In the screenshot specular is turned on, but it makes zero difference if it’s disabled.
The legacy diffuse shader seems to produce the desired visual result though.
I also tried assigning an albedo texture with alpha set to none on import (and setting smoothness source to albedo alpha), which also didn’t change anything.
Is this normal?
If you disable both specular and reflections does it go away? Otherwise try using Standard (Specular) and set the specular color to black. Metallic 0.0 is not the same as Specular 0,0,0!
I already tried those options, none of which changed the outcome to what i expect to be correct. I feel as if it it has to do with the vertex smoothing and the way the light calculation handles the curvature (the contrast just seems too strong)
That cube has smoothed normals, which mean the back third of the cube’s top face is pointing “away” from the camera as far as the vertex normals are concerned. This is something that PBR shaders don’t handle well since in real life it’s impossible to see surfaces facing away from you, so the math for fresnel approximations tend to go a little crazy.
Basically in the real world, theoretically every object gets closer to becoming a perfect mirror the close to parallel it comes. Again, in real life, it’s not possible to see a surface that’s actually perfectly parallel to your view, but in computer graphics this happens all of the time since the interpolated vertex normal will face away from the camera at some point on pretty much every smoothed normal or normal mapped surface. Unity’s PBR, while “correct”, tends to look way to bright partially because of this, and is specifically the cause of the bright line you’re seeing.

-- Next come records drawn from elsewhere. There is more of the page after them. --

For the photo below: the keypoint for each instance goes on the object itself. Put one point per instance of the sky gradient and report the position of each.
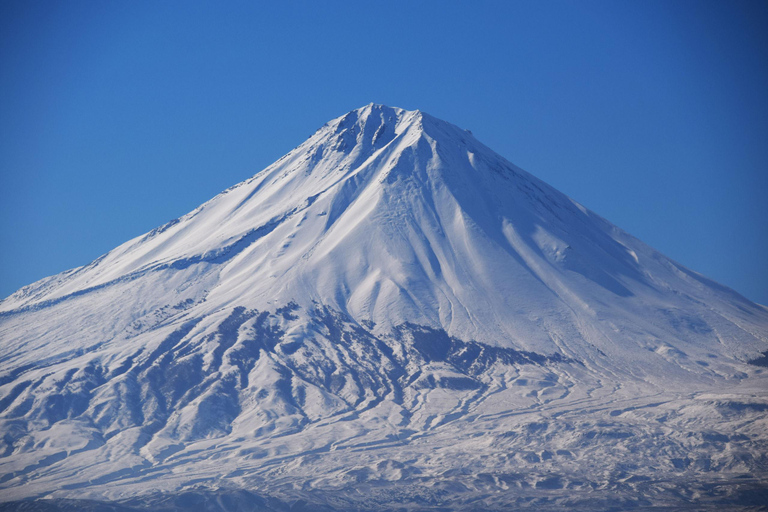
(117, 117)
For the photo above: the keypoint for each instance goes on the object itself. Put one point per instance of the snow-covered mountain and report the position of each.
(389, 316)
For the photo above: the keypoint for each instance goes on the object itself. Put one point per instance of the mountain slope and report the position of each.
(389, 302)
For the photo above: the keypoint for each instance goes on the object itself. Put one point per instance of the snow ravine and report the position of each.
(391, 316)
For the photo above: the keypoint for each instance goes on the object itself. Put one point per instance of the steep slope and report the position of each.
(388, 303)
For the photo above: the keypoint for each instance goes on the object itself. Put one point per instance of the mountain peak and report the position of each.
(390, 293)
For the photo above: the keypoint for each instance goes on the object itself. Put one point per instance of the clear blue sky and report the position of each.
(116, 117)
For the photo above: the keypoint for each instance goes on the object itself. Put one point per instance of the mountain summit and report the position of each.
(392, 307)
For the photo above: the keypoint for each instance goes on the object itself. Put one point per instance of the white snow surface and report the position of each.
(316, 328)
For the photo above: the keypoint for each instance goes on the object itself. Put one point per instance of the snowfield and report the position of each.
(391, 316)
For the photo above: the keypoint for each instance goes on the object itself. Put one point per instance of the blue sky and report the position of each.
(116, 117)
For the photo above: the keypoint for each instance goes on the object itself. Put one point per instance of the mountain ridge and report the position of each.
(385, 303)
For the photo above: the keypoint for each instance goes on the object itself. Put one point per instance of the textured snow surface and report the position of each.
(389, 316)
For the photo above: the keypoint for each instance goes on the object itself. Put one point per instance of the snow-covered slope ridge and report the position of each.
(390, 271)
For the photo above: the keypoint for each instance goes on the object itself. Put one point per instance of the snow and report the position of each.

The solution is … use the legacy diffuse shader instead if it’s causing you problems.
That’s a good explanation, thanks!
Edit: is there any way i can decrease the fresnel on the standard shader somehow?
Edit2: I think i can live with using a linear colorspace, that tones it down to an acceptable range
Yes! By making a custom version of the standard shader and rewriting parts of several files! … So, not really. It’s a feature that’s been asked for a few times, and some ongoing research for PBR shading (by the likes of Disney and academic institutions whom originally came up with much of the math Unity uses) has pushed some to offer that control to better match real world measurements. But thus far it’s not been something Unity has implement. Oddly doing so might not actually help you since this issue since the problem is probably actually coming from the PBR diffuse approximation that Unity uses, which is an diffuse approximation written by Disney that other studios have abandoned due to it not being energy conserving … essentially meaning the diffuse can be brighter than the light hitting it.
Disney’s diffuse model is an approximation of Hanrahan-Krueger.
And this is a slide from a Frostbite (used for Battlefield, and basically every game from EA now) talk about using PBR showing that they had to modify the Disney diffuse to stop it from going too bright.
There is one last thing you can try. Disable both specular and reflections, then set the smoothness to 1.0. With a smoothness of 1.0, Disney diffuse is very close to Lambert diffuse, what the Legacy diffuse shader uses.
Interesting insights. Unfortunately the trick you mentioned did not help with the fresnel band, it only made it brighter. I think i’ll stick to the legacy shader for now.